Understanding communication between pancreatic cancer tumor cells and their surrounding environment
The incidence of pancreatic ductal adenocarcinoma (PDAC) is rising, and the five-year overall survival remains poor at only 13%. The two principal factors that underlie this poor prognosis is resistance to currently available therapies and early spread of cancers. The focus of our laboratory is understanding how communication in the tumor environment between cancer cells and surrounding non-cancer cells contributes to growth and spread. Using unique models of PDAC development and a rich biorepository of both patient derived tumor samples and donated normal pancreases, we have developed an atlas of cellular crosstalk which describes the complex nature of disease. Additionally, we have identified how toxins present in the environment can upset the delicate balance of cell-cell interactions, promoting tumor development, growth and eventual spread.
Our prior studies have revealed that ~60% of people harbor precancerous pancreatic intraepithelial neoplasia (PanIN) lesions, many of which contain oncogenic mutation in the KRAS gene. Despite this high prevalence, few lesions advance to invasive pancreatic ductal adenocarcinoma, and the mechanisms underlying variability in malignant progression remain unknown. The goal of our lab is to elucidate the contribution of cellular crosstalk between immune cells and epithelial cells in promoting transformation from benign neoplasia to lethal malignancy. This has important implications in the discovery of therapeutics to prevent cancer in high-risk individuals such as those with familial and chronic pancreatitis as well as the design of early diagnostic methods for pancreatic cancer.
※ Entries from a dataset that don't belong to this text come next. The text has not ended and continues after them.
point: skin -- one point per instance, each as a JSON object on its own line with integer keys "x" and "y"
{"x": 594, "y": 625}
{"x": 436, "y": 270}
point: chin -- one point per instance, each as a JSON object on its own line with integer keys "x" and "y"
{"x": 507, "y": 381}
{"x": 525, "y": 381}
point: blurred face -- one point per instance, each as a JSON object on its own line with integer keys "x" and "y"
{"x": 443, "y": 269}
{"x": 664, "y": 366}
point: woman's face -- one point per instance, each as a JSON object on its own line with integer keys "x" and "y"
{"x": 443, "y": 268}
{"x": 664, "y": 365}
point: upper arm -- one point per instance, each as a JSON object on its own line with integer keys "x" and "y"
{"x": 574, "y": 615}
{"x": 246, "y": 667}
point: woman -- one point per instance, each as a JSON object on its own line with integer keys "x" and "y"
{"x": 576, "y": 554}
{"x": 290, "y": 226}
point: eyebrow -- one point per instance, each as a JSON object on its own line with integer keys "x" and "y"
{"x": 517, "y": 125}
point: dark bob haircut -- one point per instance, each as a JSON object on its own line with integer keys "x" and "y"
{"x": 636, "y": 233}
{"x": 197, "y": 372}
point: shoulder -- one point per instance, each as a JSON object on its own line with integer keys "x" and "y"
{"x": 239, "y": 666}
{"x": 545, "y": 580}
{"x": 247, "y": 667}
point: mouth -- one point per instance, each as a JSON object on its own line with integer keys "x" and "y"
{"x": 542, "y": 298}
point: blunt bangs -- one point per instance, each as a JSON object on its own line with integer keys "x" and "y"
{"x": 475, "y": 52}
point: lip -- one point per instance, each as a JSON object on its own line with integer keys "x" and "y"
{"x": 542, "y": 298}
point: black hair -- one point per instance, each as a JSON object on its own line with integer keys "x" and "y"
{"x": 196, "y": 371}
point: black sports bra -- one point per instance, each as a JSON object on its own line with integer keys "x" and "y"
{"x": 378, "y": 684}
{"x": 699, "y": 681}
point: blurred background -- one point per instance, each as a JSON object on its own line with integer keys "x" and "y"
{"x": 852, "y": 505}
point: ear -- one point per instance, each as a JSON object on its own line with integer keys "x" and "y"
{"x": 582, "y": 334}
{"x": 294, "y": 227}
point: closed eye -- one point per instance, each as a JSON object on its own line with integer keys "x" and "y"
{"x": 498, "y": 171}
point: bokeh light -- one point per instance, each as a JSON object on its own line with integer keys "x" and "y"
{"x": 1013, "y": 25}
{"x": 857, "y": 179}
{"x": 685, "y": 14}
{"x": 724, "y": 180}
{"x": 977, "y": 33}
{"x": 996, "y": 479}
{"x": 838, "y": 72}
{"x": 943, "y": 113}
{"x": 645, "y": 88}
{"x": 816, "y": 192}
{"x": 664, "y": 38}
Previous work by many laboratories, including ours, showed that inflammation promotes Kras-driven pancreatic cancer, and that interleukin 22 (IL22) is required for the formation and progression of pancreatic cancer precursor lesions. Additionally, strong evidence implicates chronic inflammation as the link between exposure to toxins and PDAC tumorigenesis, but specific immune mediators remain poorly defined. Unique among cytokines, IL22’s receptor (IL22R1) is found only on non-immune cells, positioning IL22 as a key mediator of immune-epithelial cell communication in the pancreas. A defining feature of IL22-producing cells is their reliance on aryl hydrocarbon receptor (AhR), a critical ligand-dependent transcription factor involved in both production of IL22 and cellular differentiation. Thought to represent an “environmental sensor” of the immune system, a recent study found that aryl hydrocarbon receptor ligands (AhRL) present in cigarette smoke dramatically increase IL22 in the pancreas, promoting fibrosis via activation of fibroblasts(5).
A unique partnership with our local organ procurement organization Gift of Life Michigan has given us access to tissue harboring the earliest neoplastic lesions affording us the opportunity to study cancer before it has formed. The decades-long investment in a tissue biorepository as well as establishment of a tumor derived organoid bank provides avenues to test therapeutics in preclinical models, accelerating translation of findings.
Our studies on the regulation of pancreatic injury by IL22 signaling has resulted in better understanding of the balance of tissue injury and repair and established strategies to derail often fatal pancreatic autodigestion. As acute and chronic pancreatitis are a significant burden on the healthcare system and associated with morbidity and mortality, findings in this arena could have far reaching impacts.
In partnership with Drs. Pasca di Magliano and Costas Lyssiotis, we have formed a nationally recognized Pancreatic Research Initiative at the University of Michigan which comprises eight independent investigators and over fifty scientists and trainees. Through this effort, they have produced seminal discoveries using single cell RNA sequencing to identify new networks of communication within the pancreatic cancer microenvironment including immune cells. This work has just recently been published in high impact journals including Cancer Discovery and Nature Cancer. Additionally, these findings, as well as his novel model systems, has resulted in receipt of an multiple NIH R01 and U01 grants from the National Cancer Institute (NCI) studying the role of fibroblasts in tumor/immune communication.